Кильку брали, потому что никакой другой еды в Городе давно не осталось.
Старлей пропустил старушку, шмыгнувшую через дорогу, — к груди бабки любовно были прижаты два десятка банок с килькой, — и недоуменно мотнул головой:
— Че это за история с килькой?
Кир остановился на минутку, закурил, прикрывая ладонью огонек зажигалки. Тут же к нему приблизились два аккуратных тушканчега, роста среднего, из особых примет — красная патрульная повязка на локте. Сталей инстинктивно напрягся, собираясь воспламенить взглядом, но Кир успокаивающе положил руку ему на плечо.
— Курение.
Вредит.
Вашему.
Здоровью.
Тушканчеги говорили хорошо отлаженным дуэтом. Голоса у них были механически-звонкие, но скорее приятные.
— Будьте.
Любезны.
Сдать.
Ваши.
Сигареты.
Представителям.
Общественного.
Патруля.
Тушканчеги синхронно вытянули правые клешни, и, к удивлению Старлея, Кир безропотно вложил пачку в клешню переднего тушканчега. Тот радостно взмахнул антенной, и патрульные укатились. Кир немедленно извлек из кармана непочатую пачку «Пэл Мэла».

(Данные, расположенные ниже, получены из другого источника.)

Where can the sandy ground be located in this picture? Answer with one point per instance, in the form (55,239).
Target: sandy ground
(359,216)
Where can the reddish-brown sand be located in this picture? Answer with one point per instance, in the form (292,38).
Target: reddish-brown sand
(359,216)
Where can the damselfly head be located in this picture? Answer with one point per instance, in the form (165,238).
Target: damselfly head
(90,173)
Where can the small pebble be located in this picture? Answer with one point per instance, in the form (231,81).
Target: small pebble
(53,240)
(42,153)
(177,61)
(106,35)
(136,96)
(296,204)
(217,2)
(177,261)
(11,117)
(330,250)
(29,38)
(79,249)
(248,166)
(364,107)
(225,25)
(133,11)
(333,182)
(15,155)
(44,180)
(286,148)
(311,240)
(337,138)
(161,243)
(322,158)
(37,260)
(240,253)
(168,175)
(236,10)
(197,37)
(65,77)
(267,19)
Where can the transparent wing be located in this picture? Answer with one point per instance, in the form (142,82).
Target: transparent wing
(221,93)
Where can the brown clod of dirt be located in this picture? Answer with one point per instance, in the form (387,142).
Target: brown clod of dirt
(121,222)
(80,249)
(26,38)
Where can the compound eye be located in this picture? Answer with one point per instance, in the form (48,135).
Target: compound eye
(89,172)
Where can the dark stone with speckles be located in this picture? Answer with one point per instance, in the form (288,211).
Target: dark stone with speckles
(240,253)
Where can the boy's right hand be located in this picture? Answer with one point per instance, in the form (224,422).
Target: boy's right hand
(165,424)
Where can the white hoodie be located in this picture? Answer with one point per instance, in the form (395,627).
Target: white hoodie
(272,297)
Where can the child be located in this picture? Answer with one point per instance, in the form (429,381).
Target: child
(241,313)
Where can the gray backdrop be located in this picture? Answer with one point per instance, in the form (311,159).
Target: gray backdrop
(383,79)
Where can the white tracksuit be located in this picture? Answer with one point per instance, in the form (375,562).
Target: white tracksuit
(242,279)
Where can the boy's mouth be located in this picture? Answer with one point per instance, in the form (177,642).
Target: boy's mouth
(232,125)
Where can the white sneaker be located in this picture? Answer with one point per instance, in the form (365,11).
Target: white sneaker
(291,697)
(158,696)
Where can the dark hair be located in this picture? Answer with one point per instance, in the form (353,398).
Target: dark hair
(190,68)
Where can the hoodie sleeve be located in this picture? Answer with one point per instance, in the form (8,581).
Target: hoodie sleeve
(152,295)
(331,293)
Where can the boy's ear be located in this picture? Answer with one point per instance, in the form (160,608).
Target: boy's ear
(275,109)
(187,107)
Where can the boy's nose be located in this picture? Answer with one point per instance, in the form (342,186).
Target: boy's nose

— Что это было, а? — Старлей изумленно хлопал глазами.
— Новый общественный порядок. Оказалось, что сигареты каким-то образом вредят усваиванию кильки.
— Да че тут вообще происходит? Что за хуйня с этой килькой, и с каких пор кризорги тут распоряжаются?
— Ты, брат, слишком долго куковал в Стене.
Тут Кир ухватил Старлея за рукав и толкнул в подворотню и сам прижался к стене. Мимо них по мостовой промчалась цепочка людей. Все они были голыми, у некоторых рты перемазаны чем-то красным — Старлей было с ужасом решил, что кровью, но спустя секунду разглядел зажатые в руках бегущих банки. Не кровь, понял он. Томатный соус. Всего-то томатный соус.
Цепочка с гиканьем пронеслась и скрылась в сквере на подходе к Центральной площади. Старлей обернулся, взял Кира за грудки и тихо, но страшно спросил:
— Ну?
Кир аккуратно отцепил пальцы Старлея от своей футболки, разгладил смятое и только после этого ответил, таким же полушепотом:
— Палки гну. Ты чаааееек видел? А дееельфииинооов?
— Ну видел, и че?
— А почему из чаек и дельфинов получились чааайкиии и дееельфиииныыы?
— Дык, дураку известно. Тушканчеги как в море насрут, так сразу там все мутирует. У них же в дерьме наноботы.
— Ага. А если ты человека хочешь в чееелооовееекааа превратить?
— В смысле?
— В смысле, дерьмо тушканчеговое люди все-таки жрать не будут. Свое еще кое-как, а тушканчеговое им не по вкусу. Но что-то ведь им жрать надо, а в городе блокада третью неделю, Стена отрезала центр от области. Вот и жрут…
— Кильку?
— Кильку.
— Вот дерьмо.
— Не то слово.
В переулке позади них что-то шумно взорвалось, зазвенели разбитые стекла. Небо над сквером перечеркнула падающая звезда — то ли кто-то пальнул из ракетницы, то ли валился на город сбитый тушканчег. Старлей боязливо оглянулся.
— Пошли отсюда, а?
— Пошли.
На площадке Кир долго звенел ключами, покашливал и шаркал ногами — так долго, что Старлей возмутился:
— Да чего с тобой, а? Чего ты возишься?
Кир поморщился:
— Ирка. На нее апокалипсис повлиял довольно странно. То есть не странно, если подумать, обычно повлиял, но я не ожидал.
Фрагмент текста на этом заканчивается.